Borough 9 (Stadtbezirk 9) is a southern borough of Düsseldorf, the state capital of North Rhine-Westphalia, Germany. The borough covers an area of 36.57 square kilometres and (as of December 2020) has approximately 94,000 inhabitants, making it the city's second most populous borough after Borough 3.
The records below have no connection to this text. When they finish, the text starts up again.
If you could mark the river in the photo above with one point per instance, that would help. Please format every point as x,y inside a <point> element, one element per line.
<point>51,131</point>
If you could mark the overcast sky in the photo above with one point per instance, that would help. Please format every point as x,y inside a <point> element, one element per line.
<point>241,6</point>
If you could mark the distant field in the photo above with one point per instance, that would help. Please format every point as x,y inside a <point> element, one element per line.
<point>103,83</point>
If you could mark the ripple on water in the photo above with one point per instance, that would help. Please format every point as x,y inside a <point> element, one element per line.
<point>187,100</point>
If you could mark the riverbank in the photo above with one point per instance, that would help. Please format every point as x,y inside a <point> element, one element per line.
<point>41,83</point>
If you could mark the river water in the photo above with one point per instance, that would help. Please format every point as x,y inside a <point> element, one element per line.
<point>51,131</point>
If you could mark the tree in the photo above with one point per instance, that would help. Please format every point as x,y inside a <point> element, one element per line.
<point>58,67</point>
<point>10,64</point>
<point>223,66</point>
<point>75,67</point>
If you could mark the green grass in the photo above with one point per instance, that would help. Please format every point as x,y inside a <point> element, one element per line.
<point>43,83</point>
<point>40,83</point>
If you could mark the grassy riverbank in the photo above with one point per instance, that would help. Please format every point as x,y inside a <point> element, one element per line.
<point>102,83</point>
The borough borders Düsseldorf Boroughs 3 and 8 to the north, and 10 to the south. To the east and west the borough borders the rural districts of Mettmann and Rhein-Kreis Neuss respectively.

== Subdivisions ==
Borough 9 is made up of eight Stadtteile (city parts):

| # | City part | Population (2020) | Area (km^{2}) | Pop. per km^{2} |
|---|---|---|---|---|
| 091 | Düsseldorf-Wersten | 27,151 | 4.42 | 6,101 |
| 092 | Düsseldorf-Himmelgeist | 2,067 | 4.46 | 464 |
| 093 | Düsseldorf-Holthausen | 12,775 | 5.35 | 2,388 |
| 094 | Düsseldorf-Reisholz | 3,753 | 1.85 | 2,040 |
| 095 | Düsseldorf-Benrath | 17,178 | 5.99 | 2,858 |
| 096 | Düsseldorf-Urdenbach | 10,559 | 7.55 | 1,393 |
| 097 | Düsseldorf-Itter | 2,411 | 2.58 | 927 |
| 098 | Düsseldorf-Hassels | 18,465 | 4.37 | 4,216 |

== Places of interest ==
=== Landmarks ===
- Park and Schloss Benrath, Benrath, Park and Castle
- St. Hubertus, Itter, romanesque church from 12th century
- St. Nikolaus, Himmelgeist, romanesque church from 11th century

=== Parks and open spaces ===
- Benrather Wald
- Botanic Garden of Düsseldorf University
- Freizeitpark Niederheid
- Hasseler Forst
- Himmelgeister Rheinbogen
- Park Elbroich
- Schlosspark Benrath
- Südpark
- Urdenbacher Kämpe

== Transportation ==
The borough is served by numerous railway stations and highway. Stations include Düsseldorf-Benrath, Düsseldorf-Reisholz and both Düsseldorf Stadtbahn light rail- and Rheinbahn tram-stations. The borough can also be reached via Bundesautobahn 46 and 59 as well as Bundesstraße 8 and 228.